With headphones on, he and co-host Brianna Chambers sit in front of a green screen on which blue squares are being digitally superimposed.
"Behind us you see all of these blue squares. We are going to slowly dissolve each square, and you are going to need to call in to guess which character is behind the squares," Vido explains. "Do you think that's simple enough? Let's get started with our very first square!"
A square dissolves on screen, and across the hospital, patients are watching in their rooms. In the studio, Vido sees that two children have already phoned in to guess, a fact he cheerfully mentions to his viewers before speaking to the first caller.
"Hello! Which character do you think is behind these squares?" Vido says.
"Elsa!" a young patient responds.
"Elsa! You think Elsa?"
On they go, chatting about the movie "Frozen" and their favorite characters, Vido every bit the gregarious quiz show host.
Twice a day, at noon and 4 p.m., Vido and Chambers host live shows for the children in the hospital. The programs typically consist of either tutorials, games or radio shows, Chambers said. Occasionally, guests come in for patients to interview. Some of the show's past guests include the Harlem Globetrotters, members of Stanford University athletic teams and Santa Claus.
Opened last October, Sophie's Place Broadcast Studio is tucked away at the end of the hospital's main lobby. It was funded by Pro Football Hall of Fame quarterback Steve Young and his wife, Barb, through their Forever Young Foundation. Three other hospitals across the nation also have a Sophie's Place, named after the late singer-songwriter Sophie Barton. Unlike at Stanford, those are focused on music therapy.
At Stanford, the studio looks like a typical broadcast set, with microphones on stands, plenty of computers and giant sound boards. Both live and pre-recorded programs stream through the hospital's closed-circuit television channel.
"We have game shows like bingo, Jeopardy! and charades," Chambers said. "For our radio talk show, we sit around and discuss different topics such as 'Would You Rather,' our favorite Disney movie or whatever the patient wants to talk about. We try to make the shows as interactive as possible so it would occupy their attention."
Patients aren't just audience members at Sophie's Place. They can host a program or help with production behind the scenes, too, according to Chambers.
The studio encourages patients' involvement through a reward system. For each time they participate, they get a star, Chambers said. When patients have five stars, they get a prize. For the first time calling in, they can get headphones, sunglasses or drawstring bags.
"That gets them really excited," she said.
Chambers noted that many of the patients are at the hospital for extended stays or are in isolation and cannot leave their rooms. As such, the show gives children a sense that they are not alone and allows them to see other children who might have a similar diagnosis or are also receiving treatment at the hospital.
Myra Punia, an 11-year-old oncology patient, looks forward to watching each show and has hosted it several times. Her favorite part of hosting is calling other patients and talking to them about their interests.
"Being on the show makes me feel normal, and it is really fun," Myra said. "Mat and Brianna are super nice, and I appreciate how they always invite me to host. I like it when we play games such as Pictionary and bingo."
Fifteen-year-old Kaileigh Rocca is another patient who has been extremely involved in the show. According to her father, Frank Rocca, she has hosted more than a dozen times in the past six months. He said that she was initially very shy, but the show has helped her become more outgoing.

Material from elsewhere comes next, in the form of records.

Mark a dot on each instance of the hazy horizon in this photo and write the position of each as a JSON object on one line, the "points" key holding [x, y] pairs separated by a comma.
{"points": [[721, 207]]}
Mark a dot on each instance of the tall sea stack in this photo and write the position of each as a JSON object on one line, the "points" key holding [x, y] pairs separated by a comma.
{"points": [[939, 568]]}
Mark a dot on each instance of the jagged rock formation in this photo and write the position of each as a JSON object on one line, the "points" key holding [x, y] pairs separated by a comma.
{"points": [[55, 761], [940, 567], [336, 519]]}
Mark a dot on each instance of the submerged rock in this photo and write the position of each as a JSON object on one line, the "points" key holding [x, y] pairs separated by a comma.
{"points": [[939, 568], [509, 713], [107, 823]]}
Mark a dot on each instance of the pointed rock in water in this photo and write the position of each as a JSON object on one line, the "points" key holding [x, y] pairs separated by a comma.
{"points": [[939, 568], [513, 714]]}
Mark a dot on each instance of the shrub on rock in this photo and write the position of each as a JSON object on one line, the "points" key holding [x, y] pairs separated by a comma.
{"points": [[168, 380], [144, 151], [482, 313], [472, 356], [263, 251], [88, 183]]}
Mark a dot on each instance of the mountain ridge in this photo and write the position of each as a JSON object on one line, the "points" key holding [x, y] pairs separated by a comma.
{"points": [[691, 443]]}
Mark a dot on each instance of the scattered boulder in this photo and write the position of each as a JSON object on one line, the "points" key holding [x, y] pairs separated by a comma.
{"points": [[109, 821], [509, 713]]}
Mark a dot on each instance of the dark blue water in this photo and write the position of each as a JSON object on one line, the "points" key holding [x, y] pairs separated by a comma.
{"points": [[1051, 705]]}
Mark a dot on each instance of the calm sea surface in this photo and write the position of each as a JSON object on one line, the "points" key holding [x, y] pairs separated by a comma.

"Sophie's Place has had such a positive impact on her," he said. "She loves coming down to host and has become a lot less introverted. She has also become interested ... in video editing and production."
Chambers said some of her most memorable moments on the show have involved kids who were shy in the beginning and later wanted to host every day. She appreciates being able to help patients grow, build confidence and feel empowered, she said.
"She (Kaileigh) comes down every day and asks if she can help," Chambers said. "To know that this is a kid at one point who was a little shy and now is comfortable on a larger scale — watching her ... host her own shows, that's super powerful and brings me pride. Every time I see a kid with that growth, it reminds me that this is what I should be doing."
Frank Rocca said that every hospital that treats kids should have a program similar to Stanford's Sophie's Place because it offers them a fun distraction and gives them some normalcy.
"It's really common for kids at hospitals to feel isolated and think that they are the only one experiencing this," he said. "The show helps them understand that they are not alone and that there are other kids, parents and staff here for them."
In the future, Chambers hopes to see the program expand through hosting more shows and bringing in a variety of guests.
"We would love to see our programs grow in number," Chambers said. "It would be great to have more people in the community donate materials for tutorials or connect us with some interesting guests."